Benacquista est étonnamment pas fin par contre quand il en vient à traiter des vampires. Ca me fait penser à l’équivalent littéraire d’un réalisateur à qui vient l’envie de se mettre à faire un film d’horreur alors qu’il n’y connaît pas grand-chose au genre.
"Jordan", le noctambule livide, boit du Bloody Mary, il blague sur l’idée de mordre quelqu’un (avant qu’on apprenne qu’il le fait vraiment), et son amie Violaine, tout de noir vêtue elle aussi, fait allusion auprès d’Antoine au fait que les miroirs ne lui servent à rien. C’est un peu lourd, mais notre héros, lui, ne fait pas le rapprochement avant d’être la victime du duo.
Tout cela est un peu rattrapé par le fait que Violaine et Jordan soient de faux vampires, qui ne font que prendre l’apparence de ceux-ci, et par le fait que l’auteur décrive la femme comme un cliché de la vamp, reprenant tous les attributs vestimentaires sans y apporter aucune imagination ou touche personnelle.
La justification de ce comportement chez ces deux personnages atypiques est superbe, je trouve.

Je n’ai à reprocher au livre que certains passages où le personnage principal a l’air un peu ridicule, avec ses affirmations prétentieuses qui font assez poseur : "je suis un mort-vivant, je reviens vous hanter, etc". Un peu de modestie, voyons !
J’avais lu dans des critiques que la fin est décevante.
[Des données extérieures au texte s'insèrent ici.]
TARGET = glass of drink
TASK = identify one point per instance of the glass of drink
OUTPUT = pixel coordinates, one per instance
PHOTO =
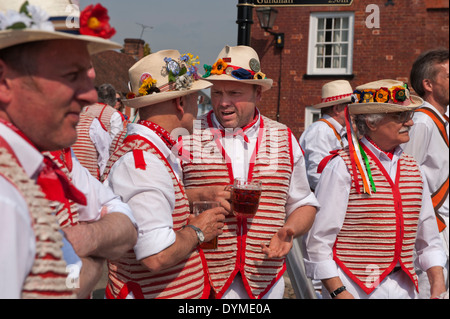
(198, 208)
(245, 197)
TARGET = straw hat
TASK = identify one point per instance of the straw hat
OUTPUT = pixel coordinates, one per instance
(335, 92)
(163, 76)
(240, 63)
(54, 20)
(383, 96)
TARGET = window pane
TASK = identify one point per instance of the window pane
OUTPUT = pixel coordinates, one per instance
(320, 36)
(321, 24)
(320, 51)
(344, 49)
(344, 23)
(336, 49)
(337, 23)
(319, 63)
(344, 36)
(336, 36)
(336, 64)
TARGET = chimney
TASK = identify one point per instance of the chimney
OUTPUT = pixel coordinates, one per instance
(134, 48)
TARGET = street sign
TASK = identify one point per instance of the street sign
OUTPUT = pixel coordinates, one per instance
(288, 3)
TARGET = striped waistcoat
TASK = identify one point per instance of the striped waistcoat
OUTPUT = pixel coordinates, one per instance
(379, 230)
(239, 249)
(84, 148)
(47, 278)
(186, 280)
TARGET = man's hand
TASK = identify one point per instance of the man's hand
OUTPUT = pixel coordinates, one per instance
(280, 244)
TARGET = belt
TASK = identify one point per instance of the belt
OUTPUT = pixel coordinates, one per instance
(395, 270)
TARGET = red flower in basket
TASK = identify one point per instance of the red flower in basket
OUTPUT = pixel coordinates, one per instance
(94, 21)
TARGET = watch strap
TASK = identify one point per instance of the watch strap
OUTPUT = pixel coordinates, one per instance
(197, 232)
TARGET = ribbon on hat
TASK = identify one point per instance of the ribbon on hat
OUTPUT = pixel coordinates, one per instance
(356, 156)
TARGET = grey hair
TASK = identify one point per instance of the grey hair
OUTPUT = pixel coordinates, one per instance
(107, 94)
(362, 121)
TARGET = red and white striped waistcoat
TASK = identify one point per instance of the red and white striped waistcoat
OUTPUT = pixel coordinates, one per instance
(67, 216)
(47, 278)
(84, 148)
(239, 247)
(186, 280)
(379, 230)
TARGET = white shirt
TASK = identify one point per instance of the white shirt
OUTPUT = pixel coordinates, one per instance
(17, 240)
(333, 192)
(240, 154)
(317, 142)
(150, 193)
(299, 191)
(430, 151)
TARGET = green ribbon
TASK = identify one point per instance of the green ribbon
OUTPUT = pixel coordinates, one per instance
(369, 172)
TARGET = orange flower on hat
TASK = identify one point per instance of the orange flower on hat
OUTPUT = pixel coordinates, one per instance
(219, 67)
(382, 95)
(94, 21)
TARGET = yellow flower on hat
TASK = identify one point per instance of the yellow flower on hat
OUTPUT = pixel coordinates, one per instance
(219, 67)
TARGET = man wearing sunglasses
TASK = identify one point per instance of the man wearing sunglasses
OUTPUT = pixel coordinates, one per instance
(429, 135)
(376, 211)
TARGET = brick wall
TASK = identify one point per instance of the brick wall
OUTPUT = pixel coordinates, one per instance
(406, 29)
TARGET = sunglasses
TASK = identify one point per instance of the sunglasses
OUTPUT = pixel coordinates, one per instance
(402, 117)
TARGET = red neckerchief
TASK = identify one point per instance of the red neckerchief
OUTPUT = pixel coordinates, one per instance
(241, 131)
(389, 154)
(161, 132)
(54, 183)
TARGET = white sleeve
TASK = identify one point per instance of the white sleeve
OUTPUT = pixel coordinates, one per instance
(151, 196)
(97, 194)
(299, 191)
(116, 123)
(17, 241)
(102, 141)
(332, 193)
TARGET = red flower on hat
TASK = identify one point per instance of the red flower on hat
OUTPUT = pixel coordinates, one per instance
(94, 21)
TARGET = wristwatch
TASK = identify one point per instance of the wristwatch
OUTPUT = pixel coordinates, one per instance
(198, 231)
(337, 291)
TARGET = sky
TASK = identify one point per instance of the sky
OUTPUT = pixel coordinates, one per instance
(200, 27)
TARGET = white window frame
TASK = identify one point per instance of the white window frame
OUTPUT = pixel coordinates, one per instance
(312, 46)
(309, 115)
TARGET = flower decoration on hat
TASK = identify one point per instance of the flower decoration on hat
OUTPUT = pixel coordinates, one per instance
(182, 72)
(29, 16)
(396, 95)
(94, 21)
(148, 86)
(382, 95)
(219, 67)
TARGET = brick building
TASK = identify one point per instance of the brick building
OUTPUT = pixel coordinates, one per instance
(366, 41)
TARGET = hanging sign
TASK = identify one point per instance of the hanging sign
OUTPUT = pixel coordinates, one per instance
(288, 3)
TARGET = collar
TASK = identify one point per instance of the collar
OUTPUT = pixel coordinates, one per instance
(138, 129)
(443, 118)
(248, 132)
(339, 128)
(392, 156)
(29, 157)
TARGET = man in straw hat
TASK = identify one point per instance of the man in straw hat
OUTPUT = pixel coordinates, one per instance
(429, 137)
(375, 206)
(146, 172)
(236, 141)
(328, 133)
(46, 78)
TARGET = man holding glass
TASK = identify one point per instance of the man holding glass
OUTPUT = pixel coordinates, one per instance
(234, 141)
(145, 171)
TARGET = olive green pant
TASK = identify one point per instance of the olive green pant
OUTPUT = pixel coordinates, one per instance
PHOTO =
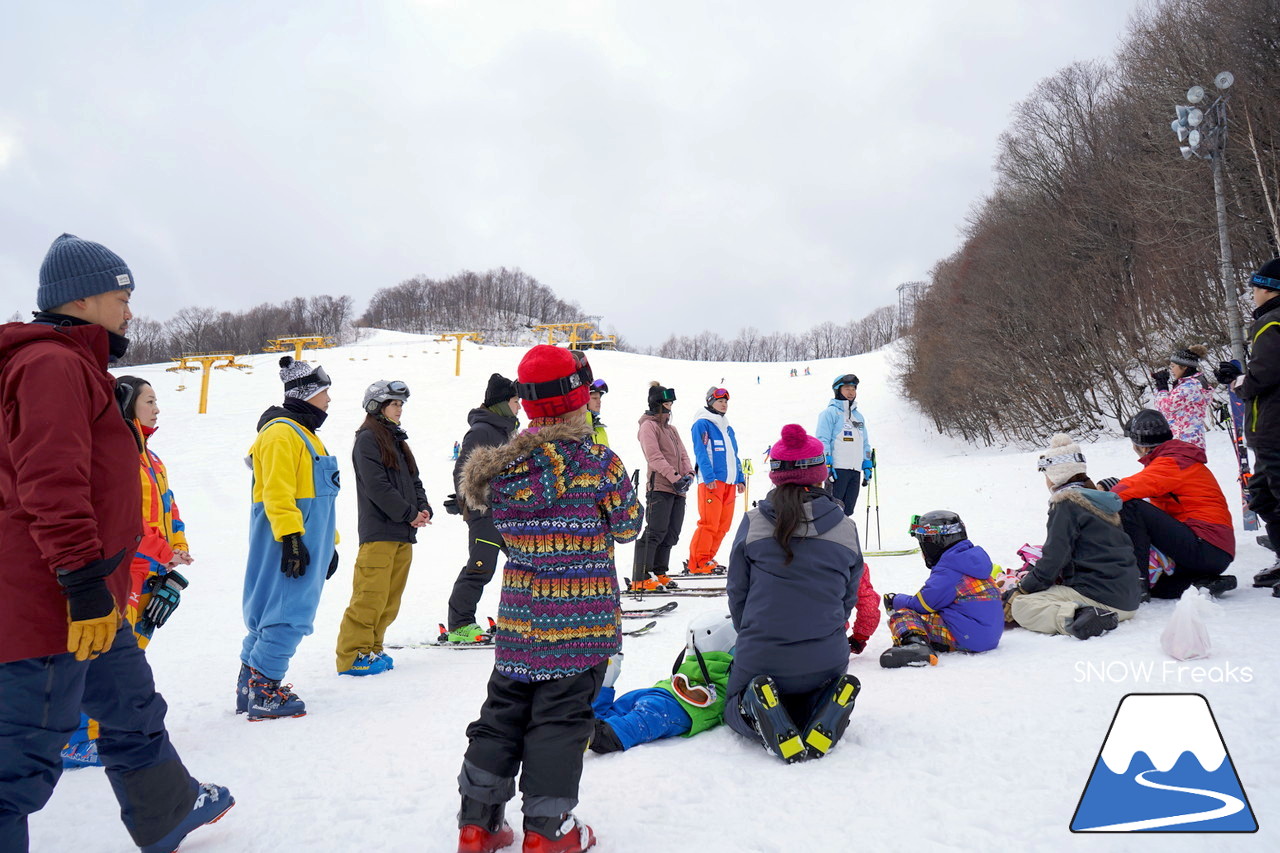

Je ne dirais pas ça, elle est juste curieuse, laisse certaines choses en suspens, et fait apparaître des questionnements de dernière minute (wait, qu’est-ce qu’il se passe avec la femme dans les dernières pages, pourquoi Antoine se barre comme ça ?)

En tout cas, je recommande chaudement Les morsures de l’aube. C’est plein de bons plans pour vivre sans argent ni domicile, et il y a des phrases géniales pratiquement sans arrêt.